At the Chapter General of 30–31 May 2014, Villas-Boas was elected a member of Government Council for a five-year term from May 2014 to April 2019. He was elected Grand Commander by the Chapter General on 1 May 2019.

As Grand Commander, Villas-Boas automatically succeeded as Lieutenant ad interim of the Order at the death of Fra' Giacomo dalla Torre, 80th Prince and Grand Master, on 29 April 2020; he served until the election of Fra' Marco Luzzago as Lieutenant of the Grand Master on 8 November 2020. Again as Grand Commander Villas-Boas automatically succeeded as Lieutenant ad interim of the Order at the death of Fra' Marco Luzzago on 7 June 2022; he served until the appointment of Fra' John Dunlap as Lieutenant of the Grand Master by Pope Francis on 13 June 2022.

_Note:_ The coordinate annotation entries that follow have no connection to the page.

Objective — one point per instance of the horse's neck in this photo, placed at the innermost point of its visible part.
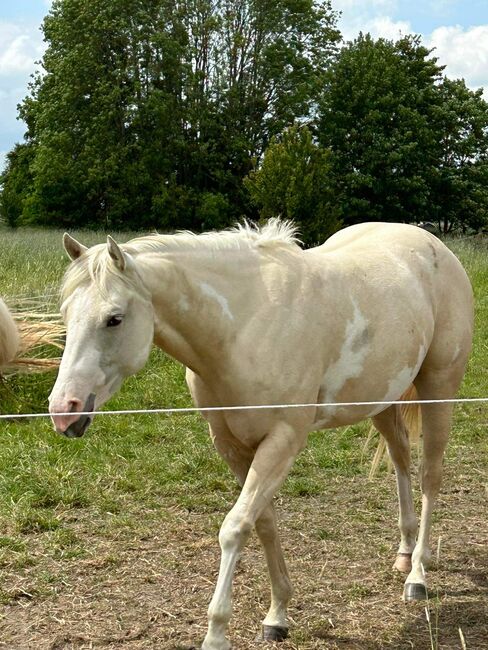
(199, 300)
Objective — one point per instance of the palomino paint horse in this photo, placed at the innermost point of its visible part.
(257, 320)
(9, 336)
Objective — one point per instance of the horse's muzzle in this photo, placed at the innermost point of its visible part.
(78, 428)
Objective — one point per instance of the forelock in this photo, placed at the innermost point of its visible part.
(96, 267)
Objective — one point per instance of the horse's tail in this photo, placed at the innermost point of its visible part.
(24, 337)
(9, 336)
(412, 419)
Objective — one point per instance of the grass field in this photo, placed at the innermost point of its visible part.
(110, 541)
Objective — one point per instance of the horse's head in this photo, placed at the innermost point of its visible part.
(109, 330)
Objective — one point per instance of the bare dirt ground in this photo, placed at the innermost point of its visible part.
(147, 586)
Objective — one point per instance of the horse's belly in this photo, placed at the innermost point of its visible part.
(350, 398)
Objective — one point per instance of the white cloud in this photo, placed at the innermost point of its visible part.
(464, 52)
(373, 16)
(20, 47)
(385, 27)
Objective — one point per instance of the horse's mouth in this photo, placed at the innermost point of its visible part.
(78, 428)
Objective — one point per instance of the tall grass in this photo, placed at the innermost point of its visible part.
(133, 463)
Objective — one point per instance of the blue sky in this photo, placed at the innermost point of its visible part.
(457, 29)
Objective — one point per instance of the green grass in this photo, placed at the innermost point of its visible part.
(128, 464)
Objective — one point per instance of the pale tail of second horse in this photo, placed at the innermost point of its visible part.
(257, 320)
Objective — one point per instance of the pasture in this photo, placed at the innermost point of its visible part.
(110, 541)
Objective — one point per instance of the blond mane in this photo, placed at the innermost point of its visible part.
(96, 265)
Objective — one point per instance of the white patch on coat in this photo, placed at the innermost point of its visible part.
(457, 351)
(349, 365)
(399, 384)
(209, 291)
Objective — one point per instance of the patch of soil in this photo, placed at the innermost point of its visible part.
(149, 587)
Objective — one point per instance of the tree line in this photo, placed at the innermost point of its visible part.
(191, 114)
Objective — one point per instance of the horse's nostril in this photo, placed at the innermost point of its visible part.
(74, 405)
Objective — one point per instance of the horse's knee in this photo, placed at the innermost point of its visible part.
(234, 532)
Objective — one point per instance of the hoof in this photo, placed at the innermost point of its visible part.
(403, 562)
(273, 633)
(414, 591)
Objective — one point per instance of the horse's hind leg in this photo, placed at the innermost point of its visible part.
(275, 624)
(390, 424)
(436, 425)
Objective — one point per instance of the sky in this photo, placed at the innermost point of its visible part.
(457, 29)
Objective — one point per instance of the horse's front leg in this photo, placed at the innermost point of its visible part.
(269, 468)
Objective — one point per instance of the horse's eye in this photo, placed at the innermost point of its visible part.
(113, 321)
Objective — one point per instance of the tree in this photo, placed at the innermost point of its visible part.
(460, 193)
(148, 113)
(407, 144)
(293, 181)
(375, 117)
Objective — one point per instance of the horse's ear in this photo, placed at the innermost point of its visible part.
(73, 247)
(116, 253)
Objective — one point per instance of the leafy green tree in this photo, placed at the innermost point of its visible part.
(407, 144)
(16, 184)
(148, 113)
(375, 117)
(293, 181)
(460, 188)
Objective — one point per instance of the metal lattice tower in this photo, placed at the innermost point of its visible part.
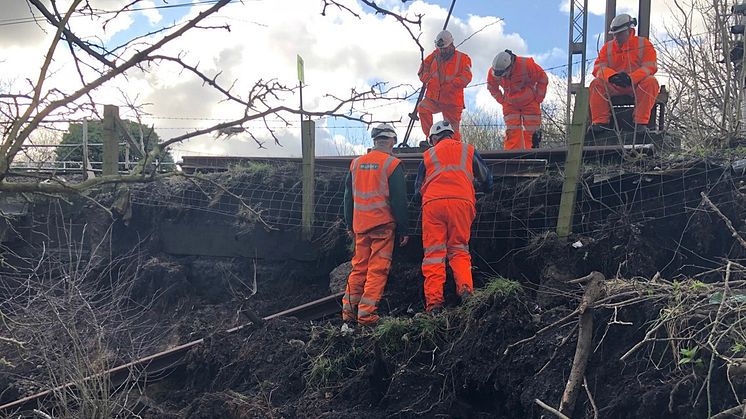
(577, 47)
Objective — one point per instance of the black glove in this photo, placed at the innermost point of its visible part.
(621, 79)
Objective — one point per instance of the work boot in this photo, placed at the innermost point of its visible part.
(598, 128)
(641, 130)
(435, 310)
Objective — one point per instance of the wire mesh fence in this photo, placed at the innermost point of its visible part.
(519, 207)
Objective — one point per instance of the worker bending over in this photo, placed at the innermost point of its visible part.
(375, 204)
(445, 184)
(445, 73)
(625, 66)
(519, 85)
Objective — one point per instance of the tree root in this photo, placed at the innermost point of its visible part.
(594, 291)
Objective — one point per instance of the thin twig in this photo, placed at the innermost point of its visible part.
(550, 409)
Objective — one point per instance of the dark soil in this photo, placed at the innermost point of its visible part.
(635, 222)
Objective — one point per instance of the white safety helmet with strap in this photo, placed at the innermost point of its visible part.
(444, 39)
(439, 128)
(503, 60)
(383, 131)
(621, 23)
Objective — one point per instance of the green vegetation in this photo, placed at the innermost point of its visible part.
(326, 368)
(74, 135)
(394, 333)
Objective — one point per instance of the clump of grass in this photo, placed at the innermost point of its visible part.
(394, 333)
(495, 287)
(326, 368)
(502, 287)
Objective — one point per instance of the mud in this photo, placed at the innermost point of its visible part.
(631, 223)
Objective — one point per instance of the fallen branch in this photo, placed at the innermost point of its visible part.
(725, 219)
(594, 291)
(550, 409)
(737, 411)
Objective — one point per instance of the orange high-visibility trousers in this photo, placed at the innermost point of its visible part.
(370, 270)
(451, 113)
(520, 124)
(446, 229)
(601, 91)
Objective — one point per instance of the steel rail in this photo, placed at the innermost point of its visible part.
(154, 366)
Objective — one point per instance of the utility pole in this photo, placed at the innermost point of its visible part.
(110, 165)
(738, 42)
(308, 147)
(577, 49)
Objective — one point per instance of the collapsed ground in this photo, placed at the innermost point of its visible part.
(633, 221)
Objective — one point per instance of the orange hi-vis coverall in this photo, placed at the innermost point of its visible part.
(444, 92)
(635, 57)
(447, 213)
(374, 224)
(520, 92)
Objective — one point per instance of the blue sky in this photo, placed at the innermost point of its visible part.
(340, 51)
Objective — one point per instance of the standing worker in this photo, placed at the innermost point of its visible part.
(445, 183)
(375, 205)
(519, 85)
(445, 73)
(625, 66)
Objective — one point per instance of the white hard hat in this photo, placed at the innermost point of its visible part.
(502, 61)
(621, 23)
(383, 130)
(443, 39)
(441, 127)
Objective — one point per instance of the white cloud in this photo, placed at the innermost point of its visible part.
(340, 51)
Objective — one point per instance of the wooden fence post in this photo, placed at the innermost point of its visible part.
(308, 145)
(110, 165)
(573, 163)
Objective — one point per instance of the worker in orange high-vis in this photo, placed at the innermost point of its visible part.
(625, 66)
(519, 85)
(375, 205)
(445, 184)
(445, 73)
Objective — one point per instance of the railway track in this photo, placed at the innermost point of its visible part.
(152, 367)
(503, 163)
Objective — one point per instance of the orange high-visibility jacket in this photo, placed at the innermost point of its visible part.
(370, 190)
(637, 57)
(449, 171)
(526, 83)
(446, 81)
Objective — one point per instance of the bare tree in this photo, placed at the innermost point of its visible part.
(704, 107)
(25, 109)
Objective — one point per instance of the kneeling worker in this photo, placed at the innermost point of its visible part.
(375, 205)
(446, 184)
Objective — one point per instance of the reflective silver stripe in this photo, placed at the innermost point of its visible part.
(641, 46)
(525, 95)
(458, 66)
(382, 185)
(433, 261)
(368, 301)
(354, 299)
(438, 167)
(524, 68)
(434, 248)
(610, 52)
(370, 207)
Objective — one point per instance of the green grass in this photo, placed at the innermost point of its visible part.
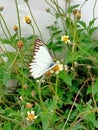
(64, 101)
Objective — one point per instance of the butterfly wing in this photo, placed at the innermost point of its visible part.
(42, 61)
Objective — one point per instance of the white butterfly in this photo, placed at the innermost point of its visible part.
(42, 61)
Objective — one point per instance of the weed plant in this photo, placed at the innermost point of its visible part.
(64, 101)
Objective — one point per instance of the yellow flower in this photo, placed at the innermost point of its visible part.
(27, 19)
(31, 116)
(65, 38)
(77, 13)
(15, 27)
(58, 68)
(29, 105)
(20, 44)
(1, 8)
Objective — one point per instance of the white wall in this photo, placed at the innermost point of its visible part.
(42, 18)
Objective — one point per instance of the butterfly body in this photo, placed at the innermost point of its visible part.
(42, 61)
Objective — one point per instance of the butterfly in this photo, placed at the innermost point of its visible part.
(42, 61)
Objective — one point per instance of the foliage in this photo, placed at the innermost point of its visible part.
(66, 101)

Villas-Boas has also served as a member of the Council and the Spiritual Coordinator of the Portuguese Knights of the Order. He is a knight of the Order of the Holy Sepulchre.

==Publications==
- Asociación de los Caballeros de la Soberana Orden Militar de Malta de Paraguay. Fonteireira, 2006.
- Associação Brasileira do Rio de Janeiro da Ordem Soberana Militar e Hospitalária de S. João de Jerusalém, de Rodes e de Malta. Fonteireira, 2006.
- Rol dos cavaleiros de Língua portuguesa dos sécs. XII a XIX e registo das comendas, governadores do hospital e das Maltesas. Fonteireira, 2002.
- "Igreja de S. Brás e Santa Luzia". Filermo 7–8 (1998): 163–183.
- "Os Grão-Mestres portugueses da Ordem de Malta". Filermo 5–6 (1996/97): 93–107.
- Rol dos cavaleiros de Língua portuguesa nos sécs. XVIII e XIX e registo de alguns Cavaleiros anteriores a esse período. Fonteireira, 1995.